Улыбка черносписочника считалась дурной приметой или даже проклятием; она якобы могла «зачаровать» исправляемого и навсегда остановить процесс исправления. Но мы с Крэкером не были суеверны. Кроме того, Сын Мясника не умел улыбаться. Ему было двадцать три. Большую часть времени он сосал и грыз свои пальцы, ковырял в носу или смотрел, как сияет и переливается на свету его разноцветный костюм. Сына переодевали каждый день, для него была разработана коллекция из семи нарядов, все в стиле «мне повезет» – с блестками, золотыми нитями, световставками и полной цветовой гаммой. Кажется, этот его маскарад являлся частью какой-то социальной рекламы. Как бы то ни было, одежда «мне повезет» довольно плохо сочеталась со стерильной, пронзительной наготой этого места. В своих кричащих костюмах, в своем прозрачном жилище Сын Мясника был словно питомец. Он был как пестрая бабочка под стеклянным звуконепроницаемым колпаком.
…Мы сидели на белом полу лицом к Сыну. Крэкер вертел в паучьих руках записку из тайника. Сын Мясника облизывал подушечки пальцев, потом прикладывал их к стеклу и смотрел, какие остаются следы.
– Так что, ты хочешь сказать, что это не ты написал?
– Посмотри. – Крэкер сунул мне записку прямо под нос таким резким движением, что Сын Мясника вздрогнул и отдернул от стекла свою слюнявую руку. – Посмотри, совсем другой почерк. Не говоря уж о том, что тайник был не мой…
Он уже говорил это раньше. Про другой почерк и чей-то чужой тайник. Но меня это не очень-то убеждало. Я не видел особой разницы в почерке (каракули и каракули), а тайников у Крэкера было столько, что он мог просто забыть.
– Ты мог просто забыть.
– Ну конечно. – Его веко дернулось, или, может быть, он и правда мне подмигнул. – Конечно, я мог забыть. Я должен был забыть. Никто не может помнить, куда он засунул клочок бумаги до паузы…
Крэкер был убежден, что прятал такие записки во всех своих прошлых воспроизведениях. Впервые он нашел тайник с запиской, когда ему было восемь. Нашел – и стал делать точно такие же: продолжать «свое дело»…
– С чего ты взял, что записку оставил именно ты? Ведь это было бы слишком странное совпадение. Чтобы ты воспроизвелся в этом же регионе… И попал в этот же самый исправительный Дом…
– Ничего странного, – огрызнулся Крэкер. – В сорок лет все исправляемые идут на Фестиваль Помощи Природе, так? в зону Паузы, так? это большой шанс воспроизвестись там же, на фестивале, в зоне Воспроизведения, так?..

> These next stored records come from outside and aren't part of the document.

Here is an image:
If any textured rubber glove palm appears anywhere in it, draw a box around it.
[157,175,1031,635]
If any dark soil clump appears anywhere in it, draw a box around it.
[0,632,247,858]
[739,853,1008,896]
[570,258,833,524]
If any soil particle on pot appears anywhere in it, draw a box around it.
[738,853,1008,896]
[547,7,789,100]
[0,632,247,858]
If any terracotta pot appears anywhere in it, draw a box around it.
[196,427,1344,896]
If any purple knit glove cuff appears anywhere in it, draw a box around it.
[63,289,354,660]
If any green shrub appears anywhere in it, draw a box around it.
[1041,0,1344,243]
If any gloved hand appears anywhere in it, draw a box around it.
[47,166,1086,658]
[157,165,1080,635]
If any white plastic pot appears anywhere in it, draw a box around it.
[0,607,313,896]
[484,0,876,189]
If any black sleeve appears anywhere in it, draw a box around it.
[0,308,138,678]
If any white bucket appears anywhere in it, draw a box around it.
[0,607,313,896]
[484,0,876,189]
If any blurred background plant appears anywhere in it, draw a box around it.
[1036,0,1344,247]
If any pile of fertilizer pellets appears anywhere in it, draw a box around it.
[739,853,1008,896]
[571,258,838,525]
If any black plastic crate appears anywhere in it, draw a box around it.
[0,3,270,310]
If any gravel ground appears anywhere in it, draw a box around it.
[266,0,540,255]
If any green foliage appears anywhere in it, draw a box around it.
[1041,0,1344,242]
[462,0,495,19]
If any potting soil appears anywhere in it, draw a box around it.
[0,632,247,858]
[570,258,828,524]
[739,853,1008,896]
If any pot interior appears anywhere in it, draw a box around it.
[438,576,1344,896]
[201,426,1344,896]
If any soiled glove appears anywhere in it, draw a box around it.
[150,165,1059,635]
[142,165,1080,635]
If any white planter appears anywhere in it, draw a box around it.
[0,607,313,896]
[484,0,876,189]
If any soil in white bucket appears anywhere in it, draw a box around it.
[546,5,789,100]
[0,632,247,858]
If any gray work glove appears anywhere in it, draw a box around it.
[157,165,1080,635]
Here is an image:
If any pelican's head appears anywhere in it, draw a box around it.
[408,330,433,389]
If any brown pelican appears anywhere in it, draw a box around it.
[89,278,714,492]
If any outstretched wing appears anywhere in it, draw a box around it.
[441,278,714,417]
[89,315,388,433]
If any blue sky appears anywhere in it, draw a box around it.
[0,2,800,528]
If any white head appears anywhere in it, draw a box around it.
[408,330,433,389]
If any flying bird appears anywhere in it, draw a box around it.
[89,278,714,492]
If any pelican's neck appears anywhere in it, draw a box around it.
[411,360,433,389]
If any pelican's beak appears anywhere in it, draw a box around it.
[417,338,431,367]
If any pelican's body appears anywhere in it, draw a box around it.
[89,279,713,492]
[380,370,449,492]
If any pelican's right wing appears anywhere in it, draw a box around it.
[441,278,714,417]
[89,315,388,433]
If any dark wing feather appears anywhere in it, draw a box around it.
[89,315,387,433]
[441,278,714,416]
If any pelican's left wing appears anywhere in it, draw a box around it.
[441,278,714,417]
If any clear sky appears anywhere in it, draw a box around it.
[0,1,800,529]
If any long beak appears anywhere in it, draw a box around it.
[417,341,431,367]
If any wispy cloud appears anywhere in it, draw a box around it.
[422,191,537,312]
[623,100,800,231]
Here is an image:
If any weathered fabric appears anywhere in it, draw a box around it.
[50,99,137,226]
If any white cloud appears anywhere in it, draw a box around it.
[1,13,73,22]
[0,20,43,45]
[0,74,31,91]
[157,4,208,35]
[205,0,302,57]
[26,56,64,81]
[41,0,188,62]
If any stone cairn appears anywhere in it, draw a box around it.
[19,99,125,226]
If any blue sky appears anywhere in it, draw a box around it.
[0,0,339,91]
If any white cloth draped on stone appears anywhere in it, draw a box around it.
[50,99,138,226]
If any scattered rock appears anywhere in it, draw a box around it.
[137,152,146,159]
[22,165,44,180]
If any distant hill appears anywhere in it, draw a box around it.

Он говорил так быстро, что прямо захлебывался словами. Я смотрел, как дергается его глаз. И как на его бледно-мучнистой коже, там, где горло, появляются красные пятна. Когда Крэкер что-то рассказывал, он все время теребил пальцами шею – словно подталкивал застрявшие в горле окончания фраз.
– …Так что такие, как мы, часто остаются в одном и том же регионе. И попадают в тот же самый исправительный Дом… Конечно, ему же это удобно! Так ему проще нас контролировать…
– Кому «ему»?
– Живущему. – Крэкер снова подмигнул. – Да, мой родной? – Он легонько постучал костяшками пальцев по прозрачной камере Сына, потом прижался лицом к стеклу. – …Да, малыш? Так ведь удобнее – держать нас под колпаком?..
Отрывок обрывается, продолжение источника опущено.